John Hempton said it best: “In many cases, the processes are as important as the outcome. Indeed, they are more important.” These processes need to be set up to encourage their employees and their organization to behave in ways that produce desirable outcomes. This sort of policy encourages pricing errors as a sales technique: slash prices, get people to buy the item, ship the item, then say “Whoops, that was a mistake” and force people to either return the item at their expense, or pay the full price. How many people do you need to trick into paying full price this way to make up for the shipping costs (and complaints line staff time) for the orders that do get shipped back?
Indeed, price errors appear endemic at Future Shop. From what I’ve observed I’d say that about 99.99% of their price changes execute properly — which sounds decent until you realize that that still leaves them with several major screwups per year. At what point does it go from a series of unfortunate errors to a strategy? Loblaws does even more prices changes per week than FS, yet has fewer pricing errors — and when they do screw up, they follow the scanning code of practice, so you still get your deal (or if the price error works against you, up to $10 off your misscanned item). In fact, Future Shop is a member of the voluntary organization that implemented the scanning code of practice, but doesn’t seem to feel the need to uphold their principle to “Visibly demonstrate retailer commitment to price accuracy” when it comes to their online store.
How automated is their online store, anyway? Is there a person who checks each order, akin to a cashier, before the confirmation email goes out? If not, why not? It’s not like the online prices are that much better than in-store, so the overhead should be there to hire that sort of person; it shouldn’t be very expensive, and it may pay them back in catching SNAFUs like this before they get out of hand. I mean, their entire online system isn’t automatic — there are all the phone reps, and someone has to be packaging and shipping in the warehouse, it can’t all be robotic yet (and if it is, I want to see it).
So, what policies can we set up that will demonstrate FS has a commitment to customer service, and not in being that sleazy guy who tries to change the price after the checkout is done, yet at the same time protects them from potentially having to sell two hundred Xboxes at a loss? What rules will align everyone’s interest? After all, the focus is on these sorts of structural problems after the financial meltdown.

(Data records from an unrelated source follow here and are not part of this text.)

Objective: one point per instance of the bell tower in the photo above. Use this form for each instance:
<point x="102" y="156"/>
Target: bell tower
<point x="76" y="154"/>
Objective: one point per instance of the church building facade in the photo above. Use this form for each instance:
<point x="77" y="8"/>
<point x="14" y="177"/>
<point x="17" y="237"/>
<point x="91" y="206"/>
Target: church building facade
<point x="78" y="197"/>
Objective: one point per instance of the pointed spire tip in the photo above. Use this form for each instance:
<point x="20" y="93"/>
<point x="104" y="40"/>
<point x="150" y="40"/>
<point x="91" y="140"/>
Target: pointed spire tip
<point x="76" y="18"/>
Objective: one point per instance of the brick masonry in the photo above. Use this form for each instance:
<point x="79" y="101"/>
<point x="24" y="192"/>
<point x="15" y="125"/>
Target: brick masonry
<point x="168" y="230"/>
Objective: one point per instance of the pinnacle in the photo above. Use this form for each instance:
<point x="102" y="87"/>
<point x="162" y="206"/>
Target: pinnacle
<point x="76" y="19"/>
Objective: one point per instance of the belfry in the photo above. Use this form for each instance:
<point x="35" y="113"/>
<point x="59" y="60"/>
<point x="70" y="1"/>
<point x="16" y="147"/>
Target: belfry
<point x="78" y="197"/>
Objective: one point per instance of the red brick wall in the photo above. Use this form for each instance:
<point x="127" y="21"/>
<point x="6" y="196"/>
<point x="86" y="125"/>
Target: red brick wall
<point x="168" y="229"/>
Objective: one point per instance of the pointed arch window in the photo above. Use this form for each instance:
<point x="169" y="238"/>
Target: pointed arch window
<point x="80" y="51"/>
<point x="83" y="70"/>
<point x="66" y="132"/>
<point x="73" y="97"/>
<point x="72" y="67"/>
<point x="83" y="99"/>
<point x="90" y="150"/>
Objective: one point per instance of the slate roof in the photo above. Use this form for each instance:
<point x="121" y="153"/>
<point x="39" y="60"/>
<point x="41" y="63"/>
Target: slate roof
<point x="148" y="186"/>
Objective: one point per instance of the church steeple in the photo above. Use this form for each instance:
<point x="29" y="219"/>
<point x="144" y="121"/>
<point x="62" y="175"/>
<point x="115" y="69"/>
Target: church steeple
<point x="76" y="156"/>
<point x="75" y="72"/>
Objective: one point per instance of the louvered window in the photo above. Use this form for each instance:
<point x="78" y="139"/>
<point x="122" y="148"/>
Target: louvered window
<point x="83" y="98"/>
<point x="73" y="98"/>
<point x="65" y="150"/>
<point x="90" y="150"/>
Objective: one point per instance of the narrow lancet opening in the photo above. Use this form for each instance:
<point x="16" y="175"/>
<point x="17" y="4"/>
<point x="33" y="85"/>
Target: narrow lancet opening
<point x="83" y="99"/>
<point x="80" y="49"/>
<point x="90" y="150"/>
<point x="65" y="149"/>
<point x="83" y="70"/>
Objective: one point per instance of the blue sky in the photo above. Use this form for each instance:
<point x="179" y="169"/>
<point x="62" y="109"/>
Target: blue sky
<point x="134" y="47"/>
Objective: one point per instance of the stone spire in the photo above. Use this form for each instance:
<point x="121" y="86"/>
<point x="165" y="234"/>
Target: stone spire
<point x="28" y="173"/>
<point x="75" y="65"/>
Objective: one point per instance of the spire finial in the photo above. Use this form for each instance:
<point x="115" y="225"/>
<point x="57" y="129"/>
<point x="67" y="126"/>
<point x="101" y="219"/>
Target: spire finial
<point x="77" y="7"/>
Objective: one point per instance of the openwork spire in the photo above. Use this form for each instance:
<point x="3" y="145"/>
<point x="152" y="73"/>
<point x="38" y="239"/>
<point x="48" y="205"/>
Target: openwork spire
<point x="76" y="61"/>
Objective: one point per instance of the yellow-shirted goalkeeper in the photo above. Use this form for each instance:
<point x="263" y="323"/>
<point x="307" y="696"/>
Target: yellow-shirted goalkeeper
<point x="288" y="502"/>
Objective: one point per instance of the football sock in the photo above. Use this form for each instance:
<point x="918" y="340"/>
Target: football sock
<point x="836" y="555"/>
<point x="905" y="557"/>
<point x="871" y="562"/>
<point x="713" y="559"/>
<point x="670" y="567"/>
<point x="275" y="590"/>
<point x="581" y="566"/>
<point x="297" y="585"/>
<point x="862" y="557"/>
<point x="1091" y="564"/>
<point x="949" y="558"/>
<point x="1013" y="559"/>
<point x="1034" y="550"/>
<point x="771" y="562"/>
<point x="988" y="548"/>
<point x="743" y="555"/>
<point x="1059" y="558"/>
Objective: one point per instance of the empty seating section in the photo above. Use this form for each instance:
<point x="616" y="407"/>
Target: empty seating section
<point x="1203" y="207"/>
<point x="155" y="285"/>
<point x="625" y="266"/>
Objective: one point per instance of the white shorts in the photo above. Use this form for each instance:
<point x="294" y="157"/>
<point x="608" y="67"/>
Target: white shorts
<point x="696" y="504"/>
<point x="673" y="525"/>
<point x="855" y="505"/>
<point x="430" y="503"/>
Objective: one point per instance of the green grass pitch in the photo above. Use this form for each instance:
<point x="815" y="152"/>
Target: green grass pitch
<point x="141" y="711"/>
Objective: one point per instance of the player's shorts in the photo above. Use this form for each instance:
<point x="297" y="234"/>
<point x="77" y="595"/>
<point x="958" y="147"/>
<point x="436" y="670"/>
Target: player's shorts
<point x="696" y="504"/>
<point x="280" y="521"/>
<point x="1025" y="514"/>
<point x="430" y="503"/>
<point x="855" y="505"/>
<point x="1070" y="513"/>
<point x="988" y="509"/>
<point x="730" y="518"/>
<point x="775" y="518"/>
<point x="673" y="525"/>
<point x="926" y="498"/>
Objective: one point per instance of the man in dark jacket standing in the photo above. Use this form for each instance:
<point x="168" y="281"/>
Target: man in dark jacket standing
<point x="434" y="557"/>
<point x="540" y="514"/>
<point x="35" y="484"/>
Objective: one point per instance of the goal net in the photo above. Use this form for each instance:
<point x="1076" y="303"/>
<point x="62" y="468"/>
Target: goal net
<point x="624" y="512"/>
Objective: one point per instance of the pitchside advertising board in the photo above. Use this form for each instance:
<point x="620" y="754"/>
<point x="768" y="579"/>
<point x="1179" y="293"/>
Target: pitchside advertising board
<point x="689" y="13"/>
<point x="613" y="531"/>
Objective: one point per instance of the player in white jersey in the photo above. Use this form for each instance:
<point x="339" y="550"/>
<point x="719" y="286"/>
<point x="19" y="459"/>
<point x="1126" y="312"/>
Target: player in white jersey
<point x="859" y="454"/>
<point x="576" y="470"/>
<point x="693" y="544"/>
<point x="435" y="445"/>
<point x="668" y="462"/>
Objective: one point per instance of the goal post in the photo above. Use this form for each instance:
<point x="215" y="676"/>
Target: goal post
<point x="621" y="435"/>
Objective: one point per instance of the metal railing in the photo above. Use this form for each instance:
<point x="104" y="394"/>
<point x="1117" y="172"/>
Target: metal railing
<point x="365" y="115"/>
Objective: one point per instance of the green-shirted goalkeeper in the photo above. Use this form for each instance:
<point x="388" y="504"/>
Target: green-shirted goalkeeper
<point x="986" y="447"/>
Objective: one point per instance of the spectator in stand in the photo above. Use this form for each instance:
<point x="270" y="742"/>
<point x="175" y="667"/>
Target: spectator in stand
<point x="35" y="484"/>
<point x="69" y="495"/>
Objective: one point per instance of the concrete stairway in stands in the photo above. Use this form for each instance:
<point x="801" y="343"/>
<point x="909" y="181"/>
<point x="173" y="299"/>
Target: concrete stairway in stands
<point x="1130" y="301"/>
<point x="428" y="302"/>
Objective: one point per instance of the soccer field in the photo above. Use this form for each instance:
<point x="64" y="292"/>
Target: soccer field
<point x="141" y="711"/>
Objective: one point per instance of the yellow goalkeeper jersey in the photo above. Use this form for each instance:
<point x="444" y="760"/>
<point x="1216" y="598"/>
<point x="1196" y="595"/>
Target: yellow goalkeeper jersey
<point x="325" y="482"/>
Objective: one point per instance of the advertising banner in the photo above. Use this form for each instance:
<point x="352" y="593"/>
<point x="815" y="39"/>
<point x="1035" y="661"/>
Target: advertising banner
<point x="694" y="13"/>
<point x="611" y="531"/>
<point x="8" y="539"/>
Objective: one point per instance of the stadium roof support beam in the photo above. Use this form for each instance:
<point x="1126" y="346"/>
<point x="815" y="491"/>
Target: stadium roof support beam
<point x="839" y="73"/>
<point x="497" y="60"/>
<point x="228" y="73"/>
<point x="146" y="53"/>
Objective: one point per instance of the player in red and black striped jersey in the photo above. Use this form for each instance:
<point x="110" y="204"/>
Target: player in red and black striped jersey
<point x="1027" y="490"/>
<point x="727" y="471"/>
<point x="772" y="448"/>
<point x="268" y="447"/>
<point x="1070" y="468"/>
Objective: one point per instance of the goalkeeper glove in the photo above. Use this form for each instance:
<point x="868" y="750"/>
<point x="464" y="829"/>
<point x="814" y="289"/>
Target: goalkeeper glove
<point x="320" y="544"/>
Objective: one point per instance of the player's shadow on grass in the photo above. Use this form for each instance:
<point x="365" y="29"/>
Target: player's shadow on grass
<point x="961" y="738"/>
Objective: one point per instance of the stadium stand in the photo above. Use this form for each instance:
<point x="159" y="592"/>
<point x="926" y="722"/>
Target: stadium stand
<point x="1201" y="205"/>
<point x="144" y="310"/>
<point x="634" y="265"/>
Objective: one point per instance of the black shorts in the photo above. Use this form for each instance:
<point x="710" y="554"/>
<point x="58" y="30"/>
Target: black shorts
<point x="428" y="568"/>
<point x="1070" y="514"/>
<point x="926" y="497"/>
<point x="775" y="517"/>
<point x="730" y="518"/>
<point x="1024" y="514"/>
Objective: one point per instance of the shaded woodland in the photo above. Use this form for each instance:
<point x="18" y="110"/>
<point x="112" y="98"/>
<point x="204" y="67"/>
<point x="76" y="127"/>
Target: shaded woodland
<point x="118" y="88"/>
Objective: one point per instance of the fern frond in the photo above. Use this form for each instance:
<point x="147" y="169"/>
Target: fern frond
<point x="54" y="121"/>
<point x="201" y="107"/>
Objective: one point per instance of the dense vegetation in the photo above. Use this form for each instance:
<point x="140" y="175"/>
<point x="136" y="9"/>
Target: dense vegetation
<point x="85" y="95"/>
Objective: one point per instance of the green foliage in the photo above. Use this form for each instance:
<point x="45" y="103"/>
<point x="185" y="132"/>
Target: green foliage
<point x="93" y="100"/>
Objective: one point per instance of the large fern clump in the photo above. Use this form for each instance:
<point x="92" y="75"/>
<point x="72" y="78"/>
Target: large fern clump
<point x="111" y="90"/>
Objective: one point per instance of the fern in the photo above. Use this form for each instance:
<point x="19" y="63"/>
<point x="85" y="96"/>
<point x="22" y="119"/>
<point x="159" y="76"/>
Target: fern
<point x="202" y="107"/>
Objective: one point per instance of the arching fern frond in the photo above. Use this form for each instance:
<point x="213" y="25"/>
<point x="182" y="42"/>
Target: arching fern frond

Well, first off, you want to remove any way for them to profit from purposefully making price errors. So, remove the need for the customer to return the item at their expense. Since shipping is not instantaneous, refusing to sign should be enough (and again, I don’t know why Mr. Klupsas’ case was allowed to get as far as it did, regardless of his disability). And since shipping is not instantaneous, and your order confirmation is not (or shouldn’t be) instantaneous, there should only be so much opportunity for FS (or any online retailer) to renege on the deal. Someone over there should check the order before the confirmation is issued, and at that point, they’re locked in (if not, is it really a confirmation?). If a mistake is noticed, then the policy should be similar to the SCoP for bricks-and-mortar stores, but modified to fit FS’s big-ticket merchandise: you get the item at the mistaken price (assuming the price is lower than it should have been) or at cost, whichever is higher. Determining cost will have to be on the honour system, but the idea is to find that balance where FS doesn’t go bankrupt because they have fat fingers on the price change keypad, yet where they also don’t make money from screwing customers with bait-and-switch price errors.